Artist's impression of a Jupiter-sized planet orbiting the nearby star Epsilon Eridani. The recently confirmed planet is in fact 1.5 times Jupiter's size and orbits in a disc of dust.
Credit: G. Bacon/NASA
SYDNEY: It's official: planets are formed from the debris swirling around a young star, astronomers have confimed, more than 250 years after the idea was first proposed.
In 1755, the philosopher Emmanuel Kant first proposed that planets are born from discs of dust and gas orbiting their home stars. Though astronomers have detected more than 200 extrasolar planets and have seen many debris disks around young stars, they had never observed a planet and a debris disc around the same star. Now, the NASA/ESA Hubble Space Telescope, in collaboration with ground-based observatories, has at last confirmed what Kant and scientists have long predicted.

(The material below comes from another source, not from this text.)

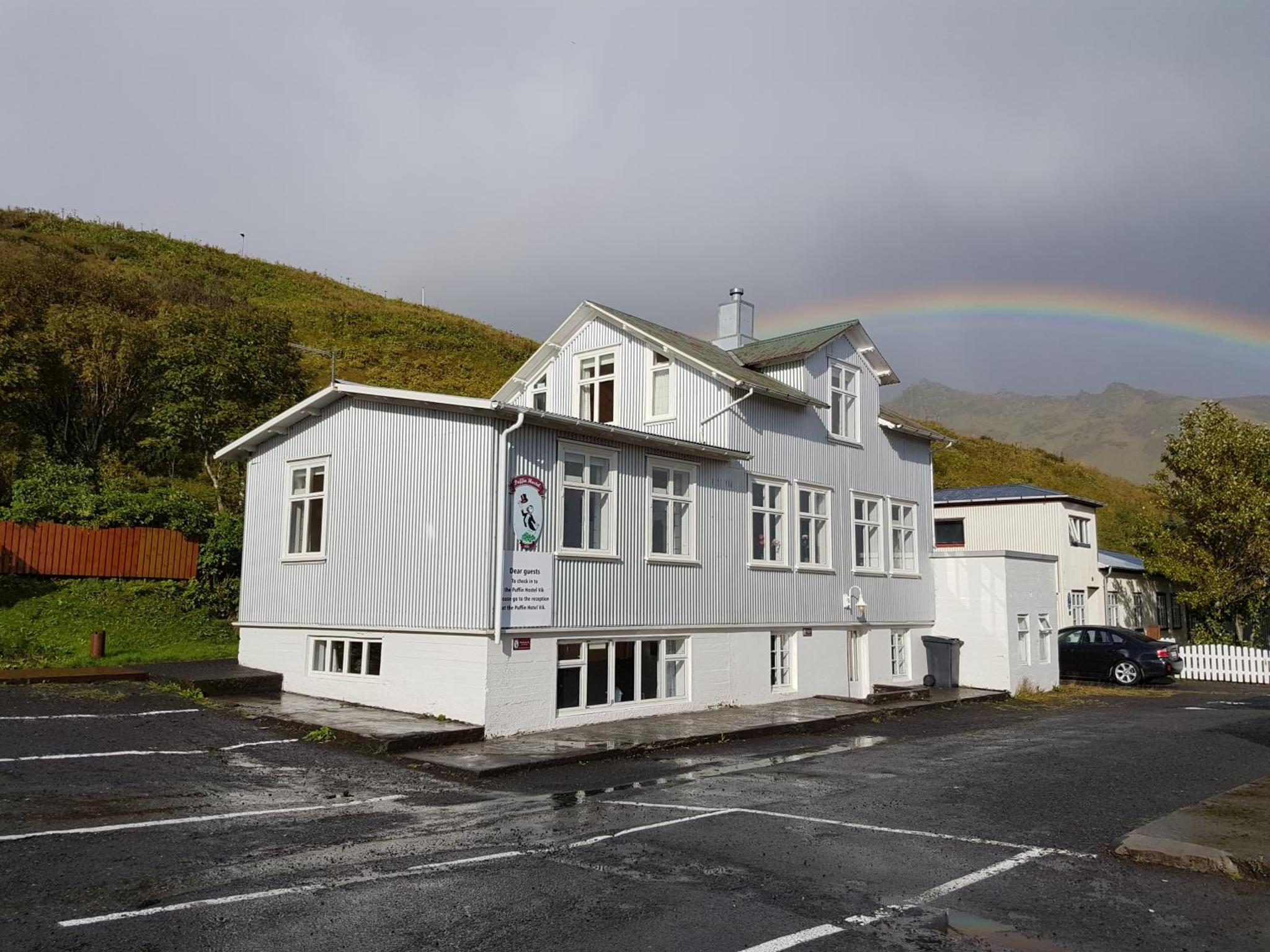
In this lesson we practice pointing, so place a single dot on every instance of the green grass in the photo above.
(383, 340)
(46, 624)
(982, 461)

The results, due to appear in the November issue of the Astronomical Journal, found that an object orbiting the nearby Sun-like star Epsilon Eridani in a disc of dust was definitely a planet.

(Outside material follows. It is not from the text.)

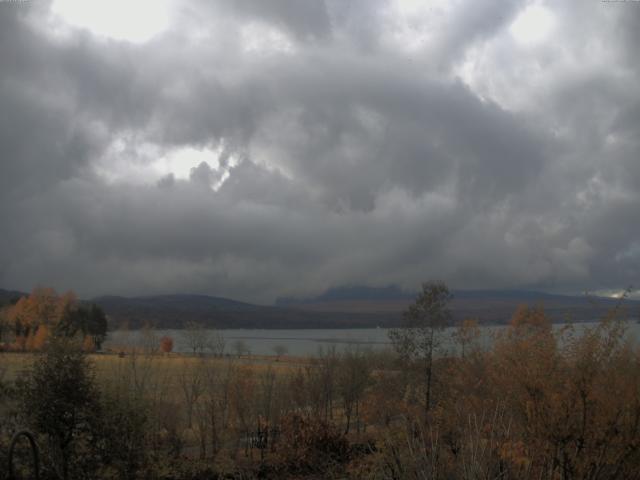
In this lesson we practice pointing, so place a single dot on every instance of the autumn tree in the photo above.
(419, 336)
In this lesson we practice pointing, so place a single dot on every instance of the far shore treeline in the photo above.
(537, 403)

"Because of Hubble, we know for sure that it is a planet and not a failed star," project leader, Barbara McArthur of the University of Texas, said. If it had been larger, it could have been a brown dwarf, which would not have confirmed any link between planets and stellar dust.

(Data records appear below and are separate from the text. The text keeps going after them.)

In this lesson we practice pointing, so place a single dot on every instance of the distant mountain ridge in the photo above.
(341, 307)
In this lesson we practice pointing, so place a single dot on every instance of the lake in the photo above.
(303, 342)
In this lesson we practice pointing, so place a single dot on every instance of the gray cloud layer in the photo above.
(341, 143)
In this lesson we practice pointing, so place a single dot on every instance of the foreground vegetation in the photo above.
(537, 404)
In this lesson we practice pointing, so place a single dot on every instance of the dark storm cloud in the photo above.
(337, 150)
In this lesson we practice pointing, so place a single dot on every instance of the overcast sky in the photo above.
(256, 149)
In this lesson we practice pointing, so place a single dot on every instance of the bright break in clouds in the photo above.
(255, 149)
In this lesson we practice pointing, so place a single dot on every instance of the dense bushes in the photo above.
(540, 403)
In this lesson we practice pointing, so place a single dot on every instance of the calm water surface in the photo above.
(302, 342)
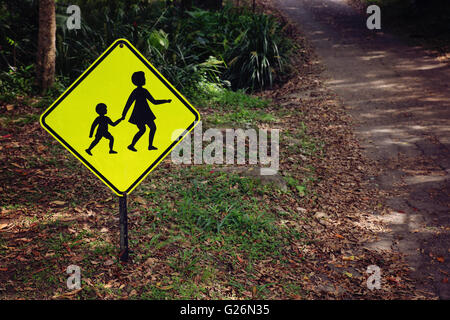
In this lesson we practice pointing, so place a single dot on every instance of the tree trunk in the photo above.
(45, 64)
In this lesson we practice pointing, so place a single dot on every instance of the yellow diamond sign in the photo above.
(121, 117)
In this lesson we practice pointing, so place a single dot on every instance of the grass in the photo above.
(195, 232)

Epsilon Eridani is located 10.5 light-years from Earth in the constellation Eridanus. The star is familiar to Star Trek fans as the solar system of the planet Vulcan, home world of the character, Mr Spock.
The planets in our Solar System share a common alignment, evidence that they were created at the same time in the Sun's disc. But the Sun is a middle-aged star - 4.5 billion years old - and its debris disc dissipated long ago. Epsilon Eridani, however, still retains its disc because it is young, only 800 million years old.
The planet's orbit is inclined 30 degrees to Earth, the same angle at which the star's disc is tilted.
The planet's true mass, the key to describing the object as a planet, is 1.5 times Jupiter's mass. The planet, called Epsilon Eridani b, is the nearest extrasolar planet to Earth. It orbits its star every 6.9 years.
Although Hubble and other telescopes cannot image the gas giant planet now, they may be able to snap pictures of it in 2007, when its orbit is closest to Epsilon Eridani. The planet may be bright enough in reflected sunlight to be imaged by Hubble, other space-based cameras, and large ground-based telescopes.